Newsweek reached out to the campaigns of Lombardo and Democratic Attorney General Aaron Ford for comment via email.
Why It Matters
Nevada is a key swing state that has shifted between Democrats and Republicans over the past decade. At the presidential level, President Donald Trump lost the state in 2016 and 2020 but became the first Republican to win it in two decades in the 2024 election. The gubernatorial race remains a top target for Democrats, who are hoping the president’s declining approval rating could be a drag on Republicans in the midterms.
What to Know
Lombardo flipped the governorship in the 2022 midterms, unseating then-Governor Steve Sisolak in what became a warning sign for Democrats about the state trajectory two years later. It was a close race, with Lombardo winning by less than two percentage points. The 2026 race is viewed as competitive.
Democratic Attorney General Aaron Ford is viewed as the likely candidate, having received support from the state’s most prominent Democrats. The new poll from Emerson College showed the two locked in a tight race.
Both Lombardo and Ford received 41 percent support in the survey, with 18 percent of respondents saying they’re still unsure of how they would vote.
It surveyed 800 registered voters from November 16-18 and had a margin of error of plus or minus 3.4 percentage points.

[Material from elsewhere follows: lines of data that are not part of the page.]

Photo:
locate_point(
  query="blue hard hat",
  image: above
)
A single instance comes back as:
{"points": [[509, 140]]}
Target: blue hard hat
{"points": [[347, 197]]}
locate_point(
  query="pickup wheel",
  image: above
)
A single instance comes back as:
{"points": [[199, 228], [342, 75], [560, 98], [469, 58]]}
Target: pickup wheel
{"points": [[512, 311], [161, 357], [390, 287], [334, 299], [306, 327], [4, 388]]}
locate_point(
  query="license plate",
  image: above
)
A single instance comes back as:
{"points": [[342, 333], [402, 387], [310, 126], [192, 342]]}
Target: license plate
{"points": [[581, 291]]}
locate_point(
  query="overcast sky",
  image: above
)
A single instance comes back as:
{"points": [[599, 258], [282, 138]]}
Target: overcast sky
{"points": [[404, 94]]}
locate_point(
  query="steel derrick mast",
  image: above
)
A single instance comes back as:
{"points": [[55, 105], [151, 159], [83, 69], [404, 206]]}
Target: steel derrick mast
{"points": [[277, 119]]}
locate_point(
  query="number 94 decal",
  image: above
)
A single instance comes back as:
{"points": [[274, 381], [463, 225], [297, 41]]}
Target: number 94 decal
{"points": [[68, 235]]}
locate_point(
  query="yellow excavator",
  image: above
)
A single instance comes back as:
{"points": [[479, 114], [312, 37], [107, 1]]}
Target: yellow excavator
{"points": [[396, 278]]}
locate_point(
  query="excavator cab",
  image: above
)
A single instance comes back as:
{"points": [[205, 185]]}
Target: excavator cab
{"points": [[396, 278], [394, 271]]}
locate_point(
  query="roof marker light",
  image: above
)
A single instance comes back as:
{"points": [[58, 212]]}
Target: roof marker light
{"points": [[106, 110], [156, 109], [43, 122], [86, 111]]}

A Noble Predictive Insights poll last month gave Lombardo a three-point lead over Ford (40 percent to 37 percent). Twenty-three percent of respondents were still undecided. It surveyed 766 registered voters between October 7-13 and had a margin of error of plus or minus 3.54 percentage points, reported Las Vegas news station KTNV.
The poll comes after Lombardo secured the endorsement of the Clark County Education Association, the largest teachers union in the state.

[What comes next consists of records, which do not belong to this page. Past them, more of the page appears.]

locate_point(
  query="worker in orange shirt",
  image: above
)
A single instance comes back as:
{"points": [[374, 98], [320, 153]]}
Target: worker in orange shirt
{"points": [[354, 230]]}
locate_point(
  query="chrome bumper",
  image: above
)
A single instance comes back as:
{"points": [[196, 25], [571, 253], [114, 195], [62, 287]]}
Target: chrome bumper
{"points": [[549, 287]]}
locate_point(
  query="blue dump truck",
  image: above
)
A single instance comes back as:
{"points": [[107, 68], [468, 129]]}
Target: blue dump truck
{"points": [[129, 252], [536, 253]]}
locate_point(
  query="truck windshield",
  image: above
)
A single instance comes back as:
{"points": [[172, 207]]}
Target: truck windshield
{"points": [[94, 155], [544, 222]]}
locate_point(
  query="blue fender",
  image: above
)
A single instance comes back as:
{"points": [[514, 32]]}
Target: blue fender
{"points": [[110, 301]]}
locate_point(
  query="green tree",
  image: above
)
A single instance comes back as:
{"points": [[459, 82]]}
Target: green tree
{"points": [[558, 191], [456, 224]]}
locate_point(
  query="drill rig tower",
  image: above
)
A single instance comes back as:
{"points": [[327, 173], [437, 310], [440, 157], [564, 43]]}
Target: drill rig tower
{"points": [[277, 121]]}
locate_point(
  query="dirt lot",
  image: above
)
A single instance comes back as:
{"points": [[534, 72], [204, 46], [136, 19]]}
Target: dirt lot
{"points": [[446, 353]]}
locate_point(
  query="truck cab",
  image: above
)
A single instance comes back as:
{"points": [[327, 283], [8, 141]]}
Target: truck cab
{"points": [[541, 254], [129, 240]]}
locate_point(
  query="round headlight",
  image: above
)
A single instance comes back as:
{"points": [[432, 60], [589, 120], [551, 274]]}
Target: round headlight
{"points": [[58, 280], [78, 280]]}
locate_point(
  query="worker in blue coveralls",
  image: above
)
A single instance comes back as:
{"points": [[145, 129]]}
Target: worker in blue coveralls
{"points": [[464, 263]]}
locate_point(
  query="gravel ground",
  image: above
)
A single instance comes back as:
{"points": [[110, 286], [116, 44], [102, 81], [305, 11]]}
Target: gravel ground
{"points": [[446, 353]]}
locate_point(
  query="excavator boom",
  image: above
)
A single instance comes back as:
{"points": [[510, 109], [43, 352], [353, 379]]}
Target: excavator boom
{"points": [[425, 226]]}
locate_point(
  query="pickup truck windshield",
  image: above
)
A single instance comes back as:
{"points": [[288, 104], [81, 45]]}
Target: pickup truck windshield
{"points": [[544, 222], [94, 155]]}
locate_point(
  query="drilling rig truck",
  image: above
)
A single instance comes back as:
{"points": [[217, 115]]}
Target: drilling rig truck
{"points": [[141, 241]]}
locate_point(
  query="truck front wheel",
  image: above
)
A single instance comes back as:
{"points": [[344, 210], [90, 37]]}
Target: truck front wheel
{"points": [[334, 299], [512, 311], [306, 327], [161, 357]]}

Trump carried Nevada by more than three percentage points in the 2024 presidential race.
What People Are Saying
Jaron Zhou, head of politics at Kalshi, responded to the poll on X: “Lombardo approval is a lot lower than I thought—in my head he was still a pretty popular governor. Is that not true anymore?”
Matthew Klein, a Cook Political Report analyst, wrote on X: “Ousting an incumbent governor is very hard. But if there’s any state where cost of living challenges/tourism decline could become a headache for Republicans, it’s Nevada.”
Spencer Kimball, executive director of Emerson College Polling, wrote in a polling memo: “Lombardo holds an eight-point lead among independents, though 40% remain undecided. Ford’s strengths are among Hispanic voters, who back him by 16 points, and women, who break for the attorney general by five points.”
What Happens Next
The Cook Political Report classifies the Nevada gubernatorial race as a toss-up, but Sabato’s Crystal Ball classifies it as “Lean Republican.”